The guides I write will almost universally be using the command line for the examples. There is an advantage to the command line for guide writers in that it’s much easier to give repeatable instructions, and give sample output than with a graphical environment. Describing which buttons and in what sequence a set of operations should be performed just gets in the way of the information.

Another important advantage to becoming familiar with the command line is that you can administer a remote system with a program called ssh. ssh is short for secure shell. It’s power is most easily shown with an example.

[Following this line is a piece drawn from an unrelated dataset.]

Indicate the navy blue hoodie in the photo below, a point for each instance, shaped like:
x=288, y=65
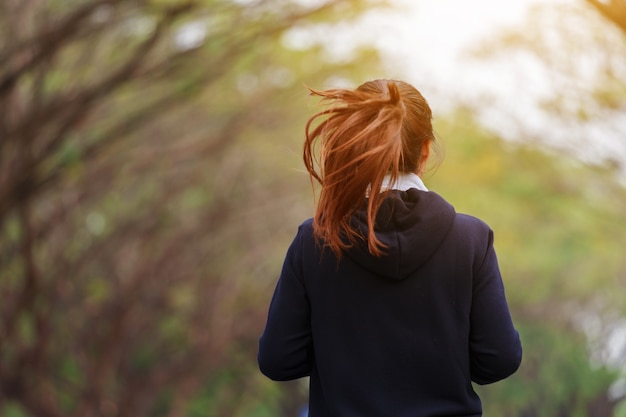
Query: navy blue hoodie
x=403, y=335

user@host:/etc/init.d$ ssh someotherhost
The authenticity of host 'host (192.168.1.1)' can't be established.
RSA key fingerprint is 3c:71:ac:13:5f:f6:04:2b:a0:c7:2a:b5:56:4e:ce:fd.
Are you sure you want to continue connecting (yes/no)? yes
Warning: Permanently added 'host,192.168.1.1' (RSA) to the list of known hosts.
Password: 

user@someotherhost:~$ 

This was the first connection, so we get a warning about recording a new host fingerprint; we won’t see this for subsequent connections, and the recorded fingerprint will be automatically compared with the remote fingerprint to prevent man-in-the-middle attacks. We supply a remote host to connect to, and are asked for a password. What has happened though? ssh has established an encrypted connection from our system (host) to a different system (someotherhost), that let us type in our password without the possibility that it could be captured by someone monitoring the network, and then over that authenticated, encrypted connection, ssh runs bash. The power of this is subtle: we have a command line from the remote machine — anything we can do on our local command line, we can now do on the remote command line. Supplying a command line is very low bandwidth, so this can be done over the worst of connections.

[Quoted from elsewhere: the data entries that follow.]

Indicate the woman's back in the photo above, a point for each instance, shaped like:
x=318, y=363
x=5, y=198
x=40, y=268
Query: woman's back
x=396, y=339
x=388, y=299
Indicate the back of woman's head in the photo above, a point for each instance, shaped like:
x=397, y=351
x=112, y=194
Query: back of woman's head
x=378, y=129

I use exactly this facility to look after my family’s computers, and to administer a VPS (virtual private server) I hire. Being able to use a command line, and hence a VPS gives me access (for a price comparable to simple web hosting services) to a very powerful machine, with lots of bandwidth and the ability to install whatever server software I might choose. If you rely on graphical interfaces, you are stuck with whatever your hosting provider feels like giving you both in services and in browser-based management interfaces.

If you want to do any programming on a Linux system, you will gain an enormous advantage by not being afraid of the command line (it’s almost a prerequisite in fact).

There is more to say about command lines; the above is nothing more than an introduction to the concept; and an explanation for where it is useful.